Gegen dieses Urteil richtet sich die auf eine Verfahrensrüge und die Sachrüge gestützte Revision des Angeklagten. Sie bleibt erfolglos.
1. Die Rüge der örtlichen Unzuständigkeit des Landgerichts greift nicht durch.
a) Der Angeklagte hatte bereits vor Eröffnung des Hauptverfahrens die örtliche Unzuständigkeit des Landgerichts geltend gemacht.
Über dieses Vorbringen hat das Landgericht durch die Eröffnung des Hauptverfahrens jedenfalls inzident entschieden. Auf einen – im übrigen nicht ersichtlichen – Verfahrensverstoß in diesem Verfahrensstadium kann die Revision nicht gestützt werden, § 336 StPO (BGH, Urt. vom 4. Dezember 1979 - 5 StR 571/79; Pfeiffer in KK 4. Aufl. § 16 Rdn. 9).

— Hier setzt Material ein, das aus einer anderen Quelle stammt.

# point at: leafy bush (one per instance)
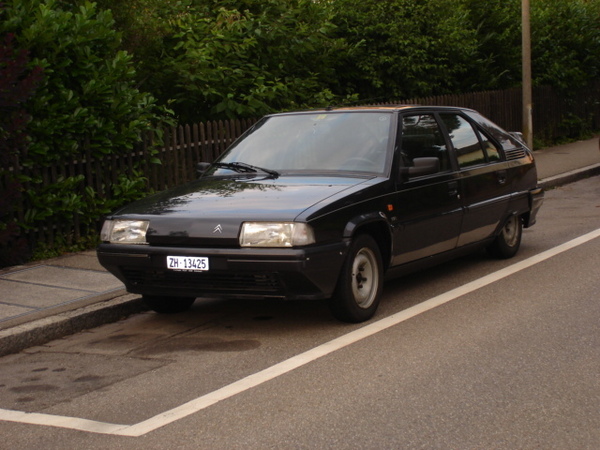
(86, 101)
(17, 84)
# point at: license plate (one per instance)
(188, 263)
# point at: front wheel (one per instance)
(507, 243)
(359, 287)
(167, 305)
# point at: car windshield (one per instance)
(325, 141)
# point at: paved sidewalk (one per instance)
(49, 299)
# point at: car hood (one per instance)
(210, 211)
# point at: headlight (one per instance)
(284, 234)
(124, 231)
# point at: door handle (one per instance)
(501, 176)
(453, 189)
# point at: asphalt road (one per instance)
(477, 353)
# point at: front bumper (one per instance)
(308, 273)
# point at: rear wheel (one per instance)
(358, 292)
(168, 305)
(507, 243)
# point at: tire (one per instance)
(359, 287)
(507, 243)
(168, 305)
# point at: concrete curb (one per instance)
(40, 331)
(570, 177)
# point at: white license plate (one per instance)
(189, 263)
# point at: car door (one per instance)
(483, 178)
(428, 210)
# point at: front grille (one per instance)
(205, 282)
(515, 153)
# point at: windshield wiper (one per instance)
(245, 168)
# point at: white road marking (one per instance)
(288, 365)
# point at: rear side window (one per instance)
(464, 140)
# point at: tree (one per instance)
(17, 84)
(402, 49)
(247, 58)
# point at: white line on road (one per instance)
(288, 365)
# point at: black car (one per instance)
(324, 205)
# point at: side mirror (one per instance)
(201, 168)
(421, 166)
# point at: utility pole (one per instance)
(526, 53)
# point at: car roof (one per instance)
(390, 108)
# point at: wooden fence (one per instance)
(187, 145)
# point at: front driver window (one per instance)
(422, 138)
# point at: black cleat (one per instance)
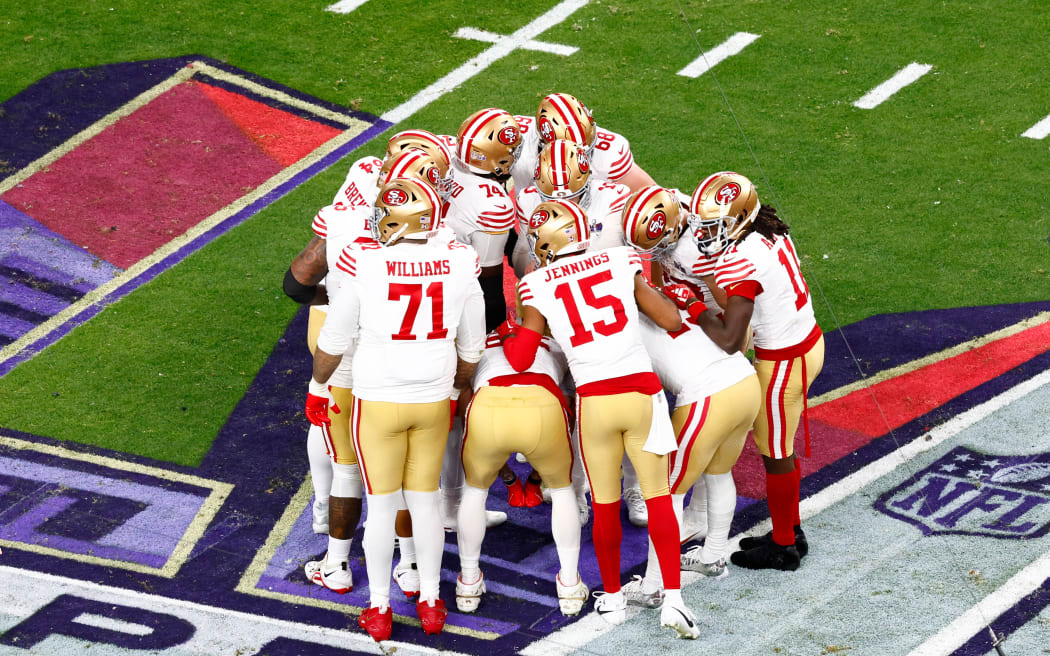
(768, 555)
(800, 542)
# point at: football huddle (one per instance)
(615, 379)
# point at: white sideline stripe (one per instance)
(712, 58)
(344, 6)
(956, 634)
(1040, 130)
(903, 78)
(158, 602)
(570, 638)
(101, 621)
(491, 37)
(484, 60)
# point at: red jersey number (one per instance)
(581, 335)
(414, 291)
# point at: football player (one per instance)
(524, 413)
(716, 401)
(759, 270)
(417, 311)
(561, 115)
(590, 301)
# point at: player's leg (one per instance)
(602, 451)
(422, 470)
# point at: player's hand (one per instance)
(319, 401)
(506, 329)
(679, 294)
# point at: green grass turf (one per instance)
(931, 199)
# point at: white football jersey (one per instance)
(549, 361)
(588, 301)
(686, 265)
(690, 365)
(360, 186)
(783, 311)
(610, 159)
(414, 307)
(480, 212)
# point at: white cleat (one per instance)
(611, 608)
(468, 595)
(320, 517)
(636, 510)
(406, 577)
(680, 618)
(691, 561)
(335, 576)
(571, 598)
(635, 595)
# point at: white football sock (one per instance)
(721, 504)
(378, 545)
(565, 528)
(320, 463)
(425, 526)
(471, 531)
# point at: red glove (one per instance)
(678, 293)
(318, 401)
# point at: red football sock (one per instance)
(607, 534)
(781, 494)
(664, 531)
(798, 484)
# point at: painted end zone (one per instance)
(159, 160)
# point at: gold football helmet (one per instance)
(489, 142)
(415, 164)
(428, 143)
(653, 219)
(561, 115)
(723, 205)
(405, 209)
(563, 171)
(557, 228)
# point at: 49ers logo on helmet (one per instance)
(539, 217)
(546, 129)
(656, 226)
(395, 196)
(583, 161)
(508, 135)
(728, 193)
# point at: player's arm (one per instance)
(489, 247)
(635, 178)
(306, 272)
(730, 332)
(655, 305)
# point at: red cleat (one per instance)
(533, 495)
(516, 494)
(433, 617)
(377, 622)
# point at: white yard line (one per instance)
(903, 78)
(491, 37)
(712, 58)
(344, 6)
(1040, 130)
(479, 63)
(960, 631)
(576, 635)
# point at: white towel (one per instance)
(660, 440)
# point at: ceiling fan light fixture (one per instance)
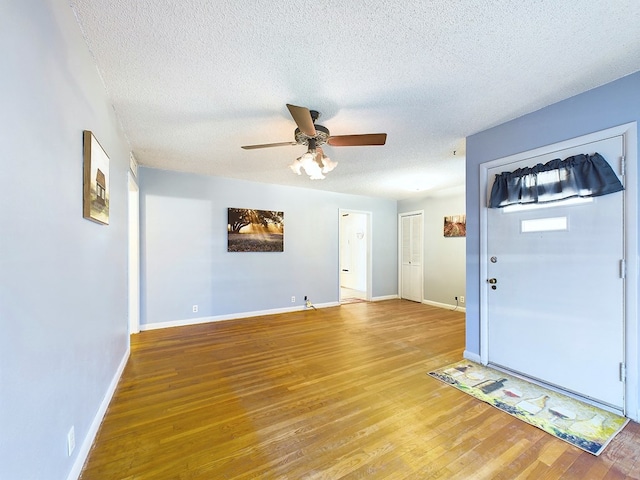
(308, 163)
(327, 164)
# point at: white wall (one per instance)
(184, 248)
(444, 258)
(63, 279)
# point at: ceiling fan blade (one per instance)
(302, 117)
(357, 140)
(267, 145)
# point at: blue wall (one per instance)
(184, 247)
(63, 280)
(608, 106)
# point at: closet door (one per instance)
(411, 257)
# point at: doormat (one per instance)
(582, 425)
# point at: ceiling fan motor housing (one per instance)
(322, 135)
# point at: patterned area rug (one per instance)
(585, 426)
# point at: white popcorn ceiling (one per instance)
(193, 80)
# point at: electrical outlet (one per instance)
(71, 440)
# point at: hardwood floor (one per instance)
(340, 392)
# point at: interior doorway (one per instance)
(559, 305)
(355, 256)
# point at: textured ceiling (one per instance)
(193, 80)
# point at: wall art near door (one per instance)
(251, 230)
(95, 198)
(455, 226)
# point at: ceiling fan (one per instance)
(315, 163)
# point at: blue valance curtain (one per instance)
(577, 176)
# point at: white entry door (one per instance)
(411, 257)
(555, 298)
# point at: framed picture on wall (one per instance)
(251, 230)
(95, 198)
(455, 226)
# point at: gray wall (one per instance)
(610, 105)
(184, 247)
(444, 258)
(63, 286)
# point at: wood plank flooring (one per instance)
(334, 393)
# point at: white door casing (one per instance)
(355, 251)
(513, 298)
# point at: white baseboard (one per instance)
(474, 357)
(85, 447)
(384, 297)
(232, 316)
(445, 305)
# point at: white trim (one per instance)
(369, 267)
(632, 333)
(400, 216)
(83, 452)
(232, 316)
(472, 356)
(444, 305)
(385, 297)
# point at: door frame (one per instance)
(133, 254)
(630, 221)
(400, 217)
(368, 245)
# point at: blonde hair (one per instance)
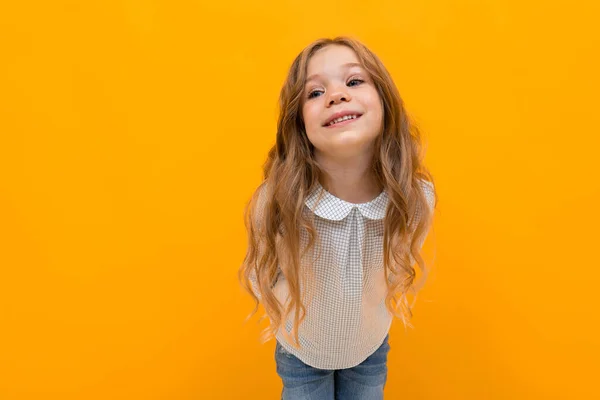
(274, 215)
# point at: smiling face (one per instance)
(337, 87)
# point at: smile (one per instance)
(345, 120)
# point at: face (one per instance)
(339, 87)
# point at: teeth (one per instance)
(344, 118)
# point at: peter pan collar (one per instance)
(333, 208)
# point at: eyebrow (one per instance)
(347, 66)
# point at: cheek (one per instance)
(310, 117)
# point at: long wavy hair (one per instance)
(274, 216)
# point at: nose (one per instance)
(337, 96)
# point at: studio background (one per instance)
(132, 133)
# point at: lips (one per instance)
(342, 114)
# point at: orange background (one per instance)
(132, 134)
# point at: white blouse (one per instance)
(346, 319)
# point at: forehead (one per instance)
(330, 59)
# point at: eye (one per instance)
(314, 93)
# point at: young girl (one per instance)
(337, 224)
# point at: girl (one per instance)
(337, 224)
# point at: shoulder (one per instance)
(429, 191)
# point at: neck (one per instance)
(352, 181)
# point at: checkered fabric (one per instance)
(346, 318)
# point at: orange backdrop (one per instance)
(132, 133)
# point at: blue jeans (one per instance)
(303, 382)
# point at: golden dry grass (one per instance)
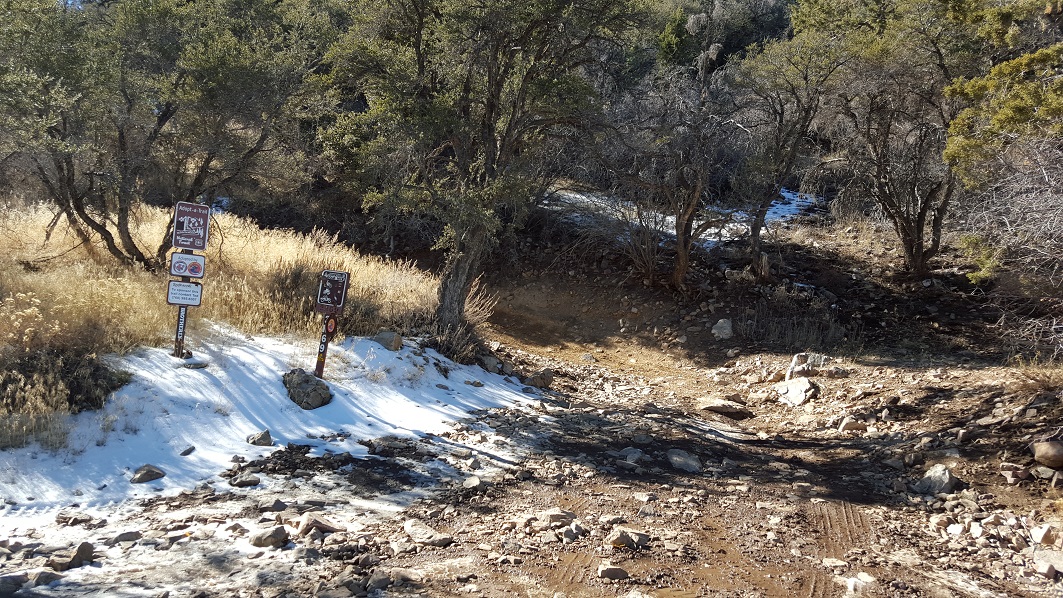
(62, 301)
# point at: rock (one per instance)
(685, 461)
(309, 522)
(556, 516)
(275, 537)
(850, 424)
(725, 407)
(389, 340)
(41, 577)
(723, 329)
(611, 571)
(1044, 534)
(306, 391)
(147, 474)
(796, 391)
(260, 439)
(422, 533)
(1048, 454)
(540, 379)
(245, 480)
(131, 535)
(626, 537)
(65, 562)
(474, 483)
(937, 480)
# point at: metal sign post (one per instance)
(191, 224)
(332, 293)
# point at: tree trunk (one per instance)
(462, 267)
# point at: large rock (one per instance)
(147, 473)
(305, 390)
(1049, 454)
(81, 556)
(937, 480)
(275, 537)
(389, 340)
(723, 329)
(685, 461)
(796, 391)
(725, 407)
(422, 533)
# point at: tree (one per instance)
(460, 105)
(890, 117)
(157, 100)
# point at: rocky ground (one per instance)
(667, 458)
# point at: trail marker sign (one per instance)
(191, 222)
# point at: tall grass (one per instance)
(64, 304)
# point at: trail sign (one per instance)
(184, 293)
(332, 291)
(187, 265)
(190, 225)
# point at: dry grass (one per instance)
(63, 304)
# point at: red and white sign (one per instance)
(187, 265)
(191, 222)
(184, 293)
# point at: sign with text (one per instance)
(191, 223)
(184, 293)
(332, 291)
(187, 265)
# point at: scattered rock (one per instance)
(260, 439)
(685, 461)
(796, 391)
(723, 329)
(389, 340)
(81, 556)
(305, 390)
(422, 533)
(147, 474)
(1048, 454)
(245, 480)
(275, 537)
(607, 570)
(937, 480)
(540, 379)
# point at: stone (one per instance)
(81, 556)
(626, 537)
(147, 473)
(420, 532)
(937, 480)
(1044, 534)
(274, 537)
(607, 570)
(796, 391)
(685, 461)
(305, 390)
(389, 340)
(540, 379)
(1048, 454)
(245, 480)
(725, 407)
(723, 329)
(260, 439)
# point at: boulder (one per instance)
(260, 439)
(147, 474)
(305, 390)
(1049, 454)
(723, 329)
(937, 480)
(389, 340)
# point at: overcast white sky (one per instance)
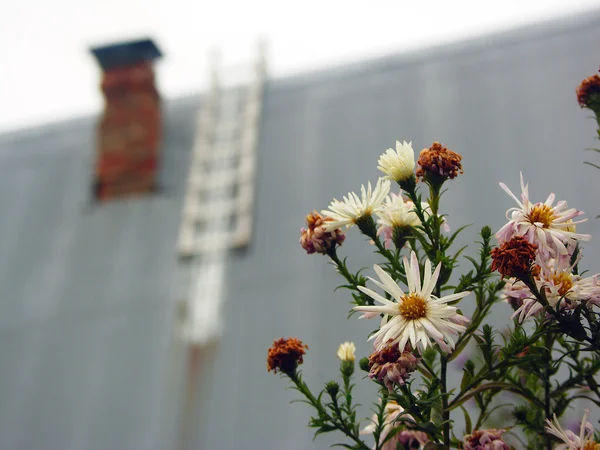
(47, 74)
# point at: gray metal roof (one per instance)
(87, 291)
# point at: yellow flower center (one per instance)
(564, 280)
(541, 214)
(413, 306)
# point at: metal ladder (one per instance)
(217, 211)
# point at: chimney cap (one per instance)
(126, 53)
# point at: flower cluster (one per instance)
(540, 241)
(398, 166)
(571, 441)
(391, 366)
(421, 331)
(394, 416)
(286, 355)
(417, 316)
(439, 162)
(588, 93)
(316, 238)
(353, 209)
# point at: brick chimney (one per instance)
(129, 133)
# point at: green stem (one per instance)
(444, 392)
(342, 269)
(303, 388)
(548, 341)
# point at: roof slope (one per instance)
(85, 292)
(506, 103)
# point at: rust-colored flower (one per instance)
(391, 366)
(315, 238)
(514, 258)
(588, 92)
(286, 355)
(438, 162)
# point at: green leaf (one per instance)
(468, 425)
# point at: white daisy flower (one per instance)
(396, 212)
(398, 165)
(417, 316)
(346, 351)
(550, 227)
(353, 208)
(570, 440)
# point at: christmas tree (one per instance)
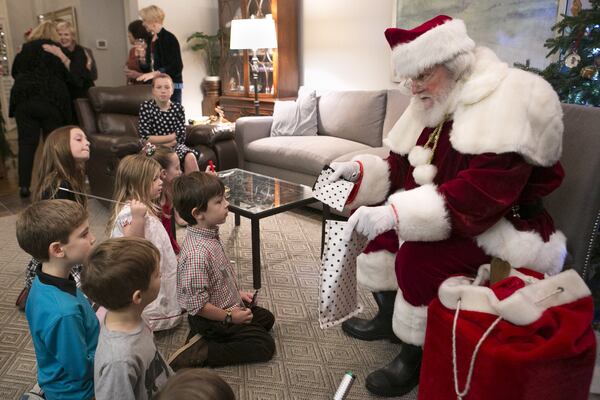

b) Allerdings hat das Landgericht zugleich mit der Eröffnung des Hauptverfahrens das Verfahren gegen den Mitangeklagten R. S. zu gesonderter Verhandlung und Entscheidung abgetrennt, in dessen Person (allein) die örtliche Zuständigkeit des Landgerichts begründet war.
Ob sich hieraus Konsequenzen für die Zuständigkeit des Landgerichts zur Aburteilung des Angeklagten ergeben könnten, hat der Senat jedoch nicht zu prüfen. Das Landgericht durfte nach Eröffnung des Hauptverfahrens seine örtliche Unzuständigkeit nur noch auf Einwand des Angeklagten aussprechen. Ein solcher Einwand wurde nicht erhoben (§ 16 Satz 2 und 3 StPO, vgl. Pfeiffer aaO).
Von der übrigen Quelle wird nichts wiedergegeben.